U.S. Treasury Secretary Scott Bessent is scheduled to deliver a speech warning that policy failures have left the U.S. industrial base strategically vulnerable [1].

The address comes as the Trump administration seeks to redefine economic security and reverse long-term trends of industrial decline. By highlighting these gaps, the Treasury Department aims to justify a shift toward more aggressive domestic manufacturing policies.

Bessent will speak Friday, May 31, at the Reagan National Economic Forum in Washington, D.C. [2]. He is expected to argue that decades of bipartisan policy failures have created significant vulnerabilities within the nation's industrial capacity [1].

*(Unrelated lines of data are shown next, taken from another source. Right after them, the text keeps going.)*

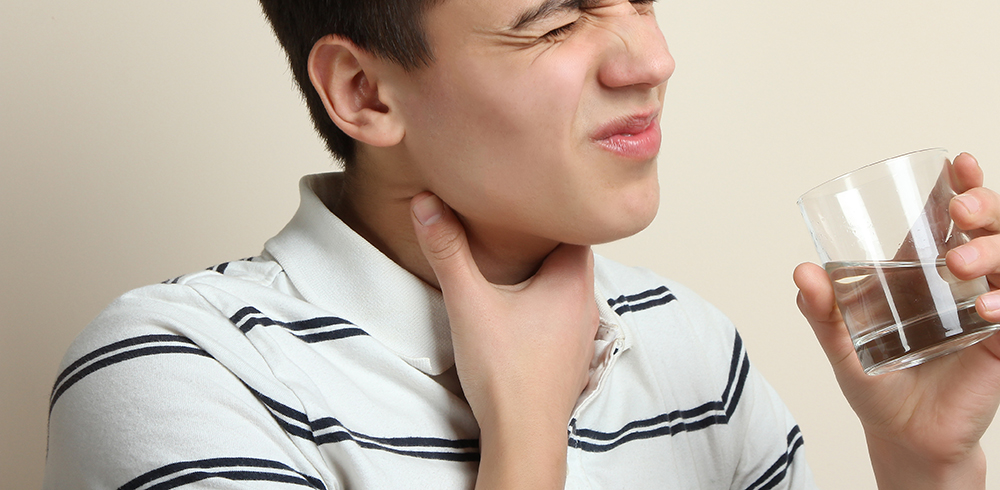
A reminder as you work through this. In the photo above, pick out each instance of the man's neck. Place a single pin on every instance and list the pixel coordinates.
(379, 211)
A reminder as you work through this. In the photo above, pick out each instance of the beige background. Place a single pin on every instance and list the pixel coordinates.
(141, 140)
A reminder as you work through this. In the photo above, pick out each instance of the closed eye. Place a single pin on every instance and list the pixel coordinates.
(559, 31)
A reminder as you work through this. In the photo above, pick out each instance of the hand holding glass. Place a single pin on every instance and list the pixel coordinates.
(882, 232)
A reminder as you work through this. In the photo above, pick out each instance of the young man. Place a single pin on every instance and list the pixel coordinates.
(433, 317)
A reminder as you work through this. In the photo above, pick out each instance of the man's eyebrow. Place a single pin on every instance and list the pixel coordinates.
(548, 7)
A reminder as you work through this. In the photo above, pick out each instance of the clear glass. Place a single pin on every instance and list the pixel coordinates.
(882, 232)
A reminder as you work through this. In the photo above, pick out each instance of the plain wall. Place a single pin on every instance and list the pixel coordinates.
(142, 140)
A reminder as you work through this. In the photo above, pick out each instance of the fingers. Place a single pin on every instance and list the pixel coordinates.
(966, 173)
(817, 304)
(443, 242)
(976, 209)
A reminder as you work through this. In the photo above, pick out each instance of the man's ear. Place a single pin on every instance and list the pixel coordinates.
(347, 80)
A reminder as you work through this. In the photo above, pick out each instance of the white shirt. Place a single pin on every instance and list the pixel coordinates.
(323, 364)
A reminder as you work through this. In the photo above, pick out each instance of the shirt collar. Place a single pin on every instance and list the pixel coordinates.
(336, 269)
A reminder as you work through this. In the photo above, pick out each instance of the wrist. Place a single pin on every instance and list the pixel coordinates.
(522, 457)
(898, 466)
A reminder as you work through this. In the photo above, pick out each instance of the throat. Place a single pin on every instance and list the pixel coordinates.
(382, 218)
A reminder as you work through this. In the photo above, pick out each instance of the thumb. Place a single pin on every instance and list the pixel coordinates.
(443, 242)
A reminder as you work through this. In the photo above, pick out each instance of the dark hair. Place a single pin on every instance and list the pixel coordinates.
(390, 29)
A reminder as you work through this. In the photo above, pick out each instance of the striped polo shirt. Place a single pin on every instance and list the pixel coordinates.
(323, 364)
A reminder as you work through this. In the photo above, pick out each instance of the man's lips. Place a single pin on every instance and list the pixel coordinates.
(633, 137)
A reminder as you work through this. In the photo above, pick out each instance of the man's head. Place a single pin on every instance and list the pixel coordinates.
(532, 119)
(391, 29)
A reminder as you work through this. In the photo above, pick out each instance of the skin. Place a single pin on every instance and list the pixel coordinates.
(482, 174)
(504, 127)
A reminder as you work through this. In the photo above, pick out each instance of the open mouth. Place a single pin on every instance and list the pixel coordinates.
(634, 137)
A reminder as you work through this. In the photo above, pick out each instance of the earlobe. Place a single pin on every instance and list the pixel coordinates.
(346, 78)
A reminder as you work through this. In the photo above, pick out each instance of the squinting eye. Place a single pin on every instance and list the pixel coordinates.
(558, 31)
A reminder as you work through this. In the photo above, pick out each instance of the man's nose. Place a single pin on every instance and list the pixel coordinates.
(639, 56)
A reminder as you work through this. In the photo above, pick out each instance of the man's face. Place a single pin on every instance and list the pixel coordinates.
(540, 118)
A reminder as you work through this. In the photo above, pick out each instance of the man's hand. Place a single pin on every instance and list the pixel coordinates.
(522, 352)
(923, 424)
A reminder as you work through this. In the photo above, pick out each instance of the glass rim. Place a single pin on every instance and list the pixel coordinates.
(845, 175)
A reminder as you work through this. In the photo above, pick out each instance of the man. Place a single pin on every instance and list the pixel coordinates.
(486, 146)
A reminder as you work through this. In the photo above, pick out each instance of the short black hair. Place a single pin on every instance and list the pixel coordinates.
(390, 29)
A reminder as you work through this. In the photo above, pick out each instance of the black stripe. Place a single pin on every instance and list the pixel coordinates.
(230, 475)
(144, 339)
(645, 306)
(636, 297)
(342, 333)
(660, 295)
(669, 430)
(206, 464)
(124, 356)
(772, 476)
(259, 319)
(327, 422)
(741, 381)
(658, 420)
(679, 420)
(733, 364)
(364, 440)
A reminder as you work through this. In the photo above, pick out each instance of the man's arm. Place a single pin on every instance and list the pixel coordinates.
(923, 424)
(522, 352)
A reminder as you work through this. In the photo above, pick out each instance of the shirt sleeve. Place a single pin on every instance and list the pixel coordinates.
(772, 455)
(138, 404)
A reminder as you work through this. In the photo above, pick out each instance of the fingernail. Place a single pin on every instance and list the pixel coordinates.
(967, 253)
(990, 301)
(428, 210)
(971, 204)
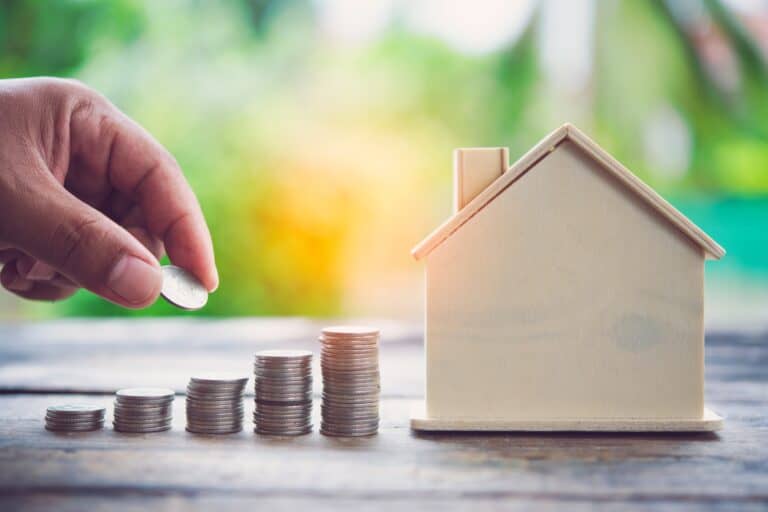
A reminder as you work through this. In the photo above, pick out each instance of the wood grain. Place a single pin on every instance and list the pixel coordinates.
(40, 470)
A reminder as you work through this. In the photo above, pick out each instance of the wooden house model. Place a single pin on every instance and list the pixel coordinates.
(563, 294)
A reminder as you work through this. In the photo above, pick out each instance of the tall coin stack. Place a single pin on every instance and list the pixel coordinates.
(215, 404)
(283, 385)
(143, 410)
(74, 418)
(351, 384)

According to reports, the secretary intends to describe a period where the U.S. was effectively "asleep" on economic security [1]. He will likely outline how the current administration is working to wake the country up and strengthen the domestic industrial base to prevent future strategic risks [1].

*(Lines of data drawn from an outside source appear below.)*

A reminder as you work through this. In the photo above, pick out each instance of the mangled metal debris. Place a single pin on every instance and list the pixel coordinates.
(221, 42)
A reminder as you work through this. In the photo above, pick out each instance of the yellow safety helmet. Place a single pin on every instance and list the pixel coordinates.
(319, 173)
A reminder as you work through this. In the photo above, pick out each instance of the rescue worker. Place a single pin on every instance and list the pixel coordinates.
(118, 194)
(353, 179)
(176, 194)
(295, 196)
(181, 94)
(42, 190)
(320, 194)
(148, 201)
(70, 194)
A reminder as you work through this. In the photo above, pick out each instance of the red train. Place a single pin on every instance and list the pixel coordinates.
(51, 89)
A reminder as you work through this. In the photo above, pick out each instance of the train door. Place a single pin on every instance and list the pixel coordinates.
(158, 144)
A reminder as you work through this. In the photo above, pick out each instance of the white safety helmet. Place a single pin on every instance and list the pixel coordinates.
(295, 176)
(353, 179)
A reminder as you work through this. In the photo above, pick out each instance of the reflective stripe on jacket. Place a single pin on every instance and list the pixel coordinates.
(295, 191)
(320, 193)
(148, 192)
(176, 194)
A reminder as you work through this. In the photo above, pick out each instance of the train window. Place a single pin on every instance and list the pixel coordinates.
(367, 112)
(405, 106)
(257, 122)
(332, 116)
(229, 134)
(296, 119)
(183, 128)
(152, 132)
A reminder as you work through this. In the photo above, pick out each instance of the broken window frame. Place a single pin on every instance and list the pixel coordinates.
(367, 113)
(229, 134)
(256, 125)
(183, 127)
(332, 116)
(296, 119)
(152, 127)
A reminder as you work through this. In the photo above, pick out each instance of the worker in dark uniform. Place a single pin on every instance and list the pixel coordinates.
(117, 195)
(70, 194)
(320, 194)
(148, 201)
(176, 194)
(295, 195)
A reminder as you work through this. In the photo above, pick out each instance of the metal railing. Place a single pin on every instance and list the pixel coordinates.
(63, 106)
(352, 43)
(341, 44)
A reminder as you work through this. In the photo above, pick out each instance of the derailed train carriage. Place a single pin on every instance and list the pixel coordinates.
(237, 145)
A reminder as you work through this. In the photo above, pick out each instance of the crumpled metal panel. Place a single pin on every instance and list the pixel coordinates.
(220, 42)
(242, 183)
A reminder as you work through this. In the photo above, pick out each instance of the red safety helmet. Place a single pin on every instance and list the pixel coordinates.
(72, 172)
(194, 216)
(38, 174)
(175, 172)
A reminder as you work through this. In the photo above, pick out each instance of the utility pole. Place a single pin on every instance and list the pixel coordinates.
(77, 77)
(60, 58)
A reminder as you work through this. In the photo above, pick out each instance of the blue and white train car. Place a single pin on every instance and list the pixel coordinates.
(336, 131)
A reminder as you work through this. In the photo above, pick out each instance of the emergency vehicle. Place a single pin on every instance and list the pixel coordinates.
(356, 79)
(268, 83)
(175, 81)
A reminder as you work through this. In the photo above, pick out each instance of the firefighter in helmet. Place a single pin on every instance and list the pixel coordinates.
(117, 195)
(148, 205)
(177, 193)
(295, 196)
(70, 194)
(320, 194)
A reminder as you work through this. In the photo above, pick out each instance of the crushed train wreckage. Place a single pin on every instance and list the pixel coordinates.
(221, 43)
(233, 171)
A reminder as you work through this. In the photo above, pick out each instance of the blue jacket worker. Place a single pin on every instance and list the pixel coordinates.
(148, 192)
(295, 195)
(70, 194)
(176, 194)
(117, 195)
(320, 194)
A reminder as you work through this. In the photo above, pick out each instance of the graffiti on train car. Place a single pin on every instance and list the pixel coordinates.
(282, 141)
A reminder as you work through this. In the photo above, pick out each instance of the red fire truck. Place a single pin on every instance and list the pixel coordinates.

The speech is designed to showcase the administration's efforts to address these long-standing gaps [3]. By framing the issue as a bipartisan failure, the Treasury Secretary positions the current policy direction as a necessary correction to ensure national stability [1].

This appearance at the Reagan National Economic Forum serves as a platform to signal to markets and policymakers that the administration views industrial capacity not just as an economic metric, but as a pillar of national security [2].

Decades of bipartisan policy failures have left the United States strategically vulnerable.

This speech signals a formal pivot toward industrial policy as a core component of national security. By attributing industrial decline to bipartisan failures, the administration creates a narrative justification for interventionist economic policies aimed at repatriating manufacturing and reducing reliance on foreign supply chains.